El tren disminuyó la velocidad y se desplazó por los tres raíles hasta una estación cubierta por una cúpula, entre dos rugosas paredes de níquel opaco y aceitoso y hierro rojo. La lluvia salpicaba el andén de piedra. A poca distancia se oía el fragor del agua que desembocaba en uno de los anchos lagos marrones que poblaban la cámara.

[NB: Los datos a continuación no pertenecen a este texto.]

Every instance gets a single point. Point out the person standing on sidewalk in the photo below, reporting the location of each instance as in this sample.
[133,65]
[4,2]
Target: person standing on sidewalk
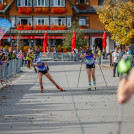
[99,56]
[115,60]
[90,66]
[42,69]
[111,52]
[28,58]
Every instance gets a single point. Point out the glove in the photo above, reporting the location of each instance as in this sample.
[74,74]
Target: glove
[47,68]
[35,70]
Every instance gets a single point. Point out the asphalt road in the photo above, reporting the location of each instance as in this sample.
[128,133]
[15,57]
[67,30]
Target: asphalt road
[24,110]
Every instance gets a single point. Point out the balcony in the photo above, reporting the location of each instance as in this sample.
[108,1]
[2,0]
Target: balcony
[41,10]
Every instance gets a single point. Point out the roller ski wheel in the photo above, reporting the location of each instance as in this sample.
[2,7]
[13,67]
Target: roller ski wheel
[89,89]
[94,88]
[41,89]
[60,89]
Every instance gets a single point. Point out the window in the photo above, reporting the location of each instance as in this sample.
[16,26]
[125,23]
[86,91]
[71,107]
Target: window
[101,2]
[24,21]
[57,3]
[42,21]
[82,21]
[24,3]
[41,3]
[82,1]
[68,21]
[57,21]
[1,1]
[13,21]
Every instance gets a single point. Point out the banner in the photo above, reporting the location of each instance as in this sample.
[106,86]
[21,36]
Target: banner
[4,26]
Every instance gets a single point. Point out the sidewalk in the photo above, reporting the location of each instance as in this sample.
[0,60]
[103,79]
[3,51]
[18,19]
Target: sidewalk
[24,110]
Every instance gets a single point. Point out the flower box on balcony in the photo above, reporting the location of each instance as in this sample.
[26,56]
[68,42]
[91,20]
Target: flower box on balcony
[83,27]
[82,6]
[1,6]
[58,10]
[20,27]
[25,10]
[41,27]
[24,27]
[44,10]
[27,27]
[60,27]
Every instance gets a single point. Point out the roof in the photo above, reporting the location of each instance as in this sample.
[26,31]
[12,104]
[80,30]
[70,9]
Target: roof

Mar Kellen lo aguardaba en la desierta terminal, sentado en un banco de piedra que parecía más apropiado para máquinas que para humanos. Fuera retumbaban los truenos, un sonido que Olmy rara vez oía en Thistledown, pues rara vez visitaba la quinta cámara, donde los truenos eran algo habitual. Mar Kellen alzó dos anticuados paraguas para saludarlo. Le proyectó una serie de pits biográficos, con subsignos que indicaban grados de veracidad y sugerían cuándo era y no era cortés preguntar más. En general desaconsejaban preguntar. Olmy hizo lo mismo, con mayor ambigüedad y concisión incluso. Durante el resto de la conversación se valieron tanto de palabras como de imágenes.